Case study 1: General practice

Baby Anthony was born via normal delivery at term. He was breastfeeding well and he and his mother, Belinda, were discharged the next morning.

Later that day, Belinda became concerned that Anthony’s skin tone was beginning to develop a yellow hue, so she asked her mum what she thought. Belinda’s mum suspected that Anthony was mildly jaundiced, but knew from her experience of Belinda developing jaundice as a newborn baby, that it is common and usually harmless in young babies, especially breastfed ones, so she reassured her.

Two weeks went by and Anthony’s jaundice had failed to resolve. He was not feeding well or gaining weight. Belinda took him to the GP, Dr Visconti, to ask his advice.

Dr Visconti examined baby Anthony and advised Belinda that the jaundice was mild, probably due to breastfeeding (as is the case in approximately 10% of breastfed babies for up to one month post-delivery) and would likely go away in the next few days. He reassured Belinda there was no need to worry, and said that she should come back if Anthony’s colour didn’t improve in a few days.

Two days later, Belinda returned to the GP surgery, anxious because Anthony had become floppy and had lost all interest in feeding. Dr Visconti realised that Anthony was far more jaundiced than he’d previously thought, and that he should have referred Anthony to Paediatrics for measurement of his blood bilirubin concentration when Belinda had brought him to the surgery two days ago. Dr Visconti sent Anthony to the local children’s Accident and Emergency unit for urgent evaluation.

It transpired that Anthony had developed a dangerous concentration of bilirubin in his blood, which means he needed a prolonged admission to hospital, phototherapy treatment and a blood transfusion. It is possible that exposure to this high concentration of bilirubin may have caused long-term damage to Anthony’s brain.

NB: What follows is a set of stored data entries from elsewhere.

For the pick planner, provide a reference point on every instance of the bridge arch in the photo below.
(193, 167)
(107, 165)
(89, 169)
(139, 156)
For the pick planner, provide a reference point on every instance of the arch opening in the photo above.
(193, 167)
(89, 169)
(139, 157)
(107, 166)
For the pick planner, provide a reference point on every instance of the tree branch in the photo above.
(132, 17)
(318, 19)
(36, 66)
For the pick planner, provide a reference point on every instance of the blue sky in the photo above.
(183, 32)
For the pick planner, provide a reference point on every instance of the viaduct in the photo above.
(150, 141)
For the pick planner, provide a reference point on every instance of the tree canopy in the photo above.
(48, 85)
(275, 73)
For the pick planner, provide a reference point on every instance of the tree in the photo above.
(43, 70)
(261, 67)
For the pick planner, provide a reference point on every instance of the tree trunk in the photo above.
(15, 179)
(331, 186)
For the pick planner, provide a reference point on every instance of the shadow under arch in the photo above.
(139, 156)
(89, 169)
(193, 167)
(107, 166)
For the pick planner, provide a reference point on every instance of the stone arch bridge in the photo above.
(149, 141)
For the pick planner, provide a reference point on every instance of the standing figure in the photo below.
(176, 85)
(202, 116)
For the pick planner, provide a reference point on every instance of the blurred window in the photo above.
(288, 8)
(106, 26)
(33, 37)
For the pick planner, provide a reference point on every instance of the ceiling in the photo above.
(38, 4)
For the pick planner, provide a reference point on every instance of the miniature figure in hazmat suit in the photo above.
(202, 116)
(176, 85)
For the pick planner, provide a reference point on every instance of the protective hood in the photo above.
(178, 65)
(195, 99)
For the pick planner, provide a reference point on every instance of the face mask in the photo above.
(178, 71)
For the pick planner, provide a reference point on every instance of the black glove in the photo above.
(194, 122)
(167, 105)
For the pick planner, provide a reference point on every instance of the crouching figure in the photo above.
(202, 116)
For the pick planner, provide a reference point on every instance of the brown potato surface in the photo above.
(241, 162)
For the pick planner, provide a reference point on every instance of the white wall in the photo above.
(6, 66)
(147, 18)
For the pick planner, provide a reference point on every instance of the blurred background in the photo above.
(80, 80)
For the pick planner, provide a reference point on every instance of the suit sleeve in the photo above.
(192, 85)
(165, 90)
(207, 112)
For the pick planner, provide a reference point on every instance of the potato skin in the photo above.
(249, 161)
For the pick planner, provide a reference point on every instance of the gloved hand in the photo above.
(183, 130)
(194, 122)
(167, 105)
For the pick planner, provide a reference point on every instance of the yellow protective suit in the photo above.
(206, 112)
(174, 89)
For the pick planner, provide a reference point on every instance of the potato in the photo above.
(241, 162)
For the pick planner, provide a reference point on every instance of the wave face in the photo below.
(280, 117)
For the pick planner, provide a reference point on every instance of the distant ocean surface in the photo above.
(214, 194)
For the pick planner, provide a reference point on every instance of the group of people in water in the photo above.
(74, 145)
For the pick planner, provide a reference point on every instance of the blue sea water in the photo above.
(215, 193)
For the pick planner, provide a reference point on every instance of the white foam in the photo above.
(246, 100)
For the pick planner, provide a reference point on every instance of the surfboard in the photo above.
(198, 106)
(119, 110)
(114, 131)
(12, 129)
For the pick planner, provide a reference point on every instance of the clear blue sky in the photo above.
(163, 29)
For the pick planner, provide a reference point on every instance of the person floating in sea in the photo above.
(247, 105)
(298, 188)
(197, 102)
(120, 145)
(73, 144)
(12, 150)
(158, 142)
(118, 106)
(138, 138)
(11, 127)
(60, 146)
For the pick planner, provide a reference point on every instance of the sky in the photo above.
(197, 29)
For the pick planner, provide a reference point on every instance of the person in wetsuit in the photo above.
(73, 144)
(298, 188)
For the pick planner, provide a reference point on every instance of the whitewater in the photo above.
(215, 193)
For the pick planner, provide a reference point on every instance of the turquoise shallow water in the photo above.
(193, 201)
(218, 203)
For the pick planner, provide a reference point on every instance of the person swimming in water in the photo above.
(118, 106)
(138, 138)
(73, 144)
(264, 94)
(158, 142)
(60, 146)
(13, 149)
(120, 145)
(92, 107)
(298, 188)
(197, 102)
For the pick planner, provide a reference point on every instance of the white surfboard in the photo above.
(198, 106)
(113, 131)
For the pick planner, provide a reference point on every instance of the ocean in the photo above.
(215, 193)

What should Dr Visconti do?

  • Should he assume that the paediatricians who are now treating Anthony at the hospital will explain what happened? They will be in a better position to explain the likely course of baby Anthony's treatment and the possible outcomes, especially as he seems to be getting better?
  • Should he contact Belinda and apologise for not measuring the bilirubin concentration when she brought Anthony to the surgery the day after he was born?
  • Should he wait to see whether Anthony experiences any developmental delays and, if so, apologise to Belinda at that point?

Who should apologise?

In paragraph 9 of Openness and honesty when things go wrong we say that when you realise that something has gone wrong, after doing what you can to put matters right, someone from the healthcare team must speak to the patient or those close to them. Paragraph 9 also says that the most appropriate person to speak to the patient or those close to them will usually be the lead or accountable clinician. This is because that person will usually have an ongoing relationship with the patient, and will be in the best position to know the details of what went wrong and what the effects are likely to be.

Because Dr Visconti has realised that he ought to have carried out the bilirubin test earlier, either he or the paediatricians should explain this to Belinda and apologise.

It doesn’t necessarily have to be the person who is responsible for the adverse incident who apologises for it: much of the time it won’t be clear who or what is responsible. From the patient’s point of view, however, they’ve suffered harm or distress because of something going wrong, and they have a right to expect an apology and explanation. In paragraph 16d we suggest that saying ‘I am sorry’ doesn’t mean taking personal responsibility for someone else’s mistakes. But it is likely to be more meaningful to the patient than a general expression of regret.

Dr Visconti shouldn’t assume that the paediatricians will offer an explanation and apology to Belinda. As paragraph 5 says, while we don’t expect every team member to take responsibility for talking to the patient or their family, we do expect doctors, nurses and midwives to make sure that someone has taken on that responsibility, and to support that person if necessary.

Does the duty of candour apply if no harm is immediately apparent?

In paragraph 8, we say that this guidance applies not only when something goes wrong with a patient's care and they suffer harm or distress as a result, but also in situations where the patient may yet suffer harm or distress as a result of something going wrong. Although Anthony is showing signs of improvement now, there’s a chance that he may show developmental delays in the future as a result of the high concentrations of bilirubin he was exposed to. This might have been prevented if Dr Visconti had ordered the test when Belinda first attended the surgery with Anthony, and so the duty of candour does apply.

When should I speak to the patient or those close to them?

As paragraphs 8 and 9 make clear, the point at which you realise that a mistake’s been made is the trigger for the duty of candour to come into effect, not the point at which harm or distress is apparent. So Dr Visconti shouldn’t wait to see if Anthony has developmental difficulties, he should speak to Belinda – or make sure that someone is going to speak to Belinda – as soon as possible.